Aton, like Rither, devotes considerable attention to tournaments, which he seems to regard as a means of acquiring honor equal to war itself.

SIR WILLIAM ATON, aged eighty-seven, armed sixty-six years, deposed that in his time Sir Henry Scrope, father to the present Sir Richard Scrope, descended of noble and gentle ancestry, was, by consent of his parents, put to the law, and became the King's Justice; but, nevertheless, used in his halls, on his beds, in windows, and on plate, the arms Azure, a bend Or; that the said Sir Henry used these arms as his own, as his father had borne them before him, in tournaments and in other places, as the fashion then was; for he, the deponent, had heard his father and his uncles and ancestors say, that the father of Sir Henry Scrope the Justice (the which Sir Henry was father of the present Sir Richard) and of Sir Geoffrey Scrope, brother of the said Sir Henry Scrope, and also the King's Justice, was named Sir William Scrope and that he was in his time the ablest tourneyer of all their country, and always tourneyed in the arms Azure, a bend Or, and had been a good esquire and good servant in arms, whilst an esquire, and a good "bohourdeor [participant in a kind of bloodless tournament]."

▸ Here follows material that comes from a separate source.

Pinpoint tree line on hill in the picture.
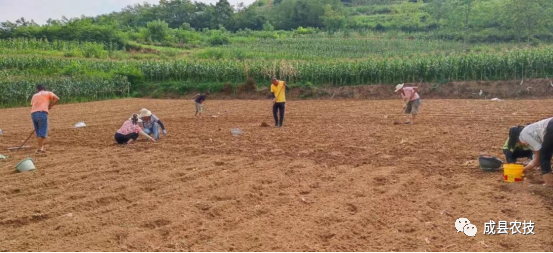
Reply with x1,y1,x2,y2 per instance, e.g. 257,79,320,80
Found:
0,0,553,45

And moreover that he had seen the said Sir Geoffrey Scrope the brother, who was knighted at the tournament of Northampton in the time of King Edward the Second; the which Geoffrey was, in his day, a noble knight, and tourneyed at that tournament in the same arms with a white label, performing right nobly, and with his banner; and under his banner other knights, whose names the Deponent did not recollect, tourneyed also.

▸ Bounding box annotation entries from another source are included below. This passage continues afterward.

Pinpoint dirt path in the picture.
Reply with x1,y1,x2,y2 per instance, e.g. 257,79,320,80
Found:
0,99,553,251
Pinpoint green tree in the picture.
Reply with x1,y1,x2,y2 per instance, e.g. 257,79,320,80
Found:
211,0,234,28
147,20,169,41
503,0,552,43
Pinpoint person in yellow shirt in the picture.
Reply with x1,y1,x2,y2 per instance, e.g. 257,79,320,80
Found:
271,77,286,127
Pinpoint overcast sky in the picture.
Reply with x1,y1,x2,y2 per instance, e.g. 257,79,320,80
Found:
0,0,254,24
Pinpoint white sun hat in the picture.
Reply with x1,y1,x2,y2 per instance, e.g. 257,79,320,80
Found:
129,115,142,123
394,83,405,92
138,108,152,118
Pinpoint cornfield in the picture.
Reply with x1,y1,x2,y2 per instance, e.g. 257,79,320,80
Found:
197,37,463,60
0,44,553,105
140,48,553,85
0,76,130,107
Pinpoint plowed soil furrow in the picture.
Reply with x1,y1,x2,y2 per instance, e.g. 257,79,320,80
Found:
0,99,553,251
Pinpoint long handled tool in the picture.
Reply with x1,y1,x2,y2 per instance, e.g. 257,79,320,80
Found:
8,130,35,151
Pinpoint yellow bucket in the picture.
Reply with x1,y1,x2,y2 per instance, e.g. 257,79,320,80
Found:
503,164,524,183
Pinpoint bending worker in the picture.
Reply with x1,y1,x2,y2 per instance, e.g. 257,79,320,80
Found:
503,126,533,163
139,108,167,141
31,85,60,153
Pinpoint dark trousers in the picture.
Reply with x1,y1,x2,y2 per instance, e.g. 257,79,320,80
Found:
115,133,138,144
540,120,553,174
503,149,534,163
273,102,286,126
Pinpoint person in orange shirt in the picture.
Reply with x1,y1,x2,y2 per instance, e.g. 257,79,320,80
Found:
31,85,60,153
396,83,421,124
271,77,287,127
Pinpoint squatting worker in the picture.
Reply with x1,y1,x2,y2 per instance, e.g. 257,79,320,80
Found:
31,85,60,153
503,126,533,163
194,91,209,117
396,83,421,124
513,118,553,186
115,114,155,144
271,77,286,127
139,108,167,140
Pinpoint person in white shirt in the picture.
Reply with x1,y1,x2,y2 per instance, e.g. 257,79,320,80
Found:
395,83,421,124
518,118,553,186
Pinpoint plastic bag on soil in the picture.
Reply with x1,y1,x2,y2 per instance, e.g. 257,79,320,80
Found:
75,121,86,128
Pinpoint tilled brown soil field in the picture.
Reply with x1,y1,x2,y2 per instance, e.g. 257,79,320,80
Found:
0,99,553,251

And, after that reign, the late King Edward the Third commenced his wars in Scotland; and there the said Sir Geoffrey was armed with his banner: after which began the wars in France, when the said Sir Geoffrey was in the expedition of the King to Burenfos, and from Burenfos the King went to the siege of Tournay, and there Sir Geoffrey was armed in the retinue of the King, in the said arms with a white label.

Sir William Aton added, that wherever he had been armed, he always saw one or two of the Scropes bearing the arms in question; that since he had ceased to bear arms, he had always heard that they continued to enjoy them peaceably and with great honour; and that he had heard from his ancestors that the Scropes and their arms came over with Robert de Gant at the Conquest.

He had never heard of any challenge being made to the said arms by Sir Robert Grosvenor, and never saw them borne by the Grosvenors, neither in the first wars in France, nor in Scotland, nor in tournaments, nor in any other place, and had never heard of their ancestry.

[The arms usually attributed to Sir William Aton are, Or, a cross Sable.]
 

The text is from The Controversy between Sir Richard Scrope and Sir Robert Grosvenor in the Court of Chivalry A.D. MCCCLXXXV-MCCCXC, ed. Sir N. Harris Nicholas. London. 1832. pp. 349-50 [paragraphing and occasional gloss added].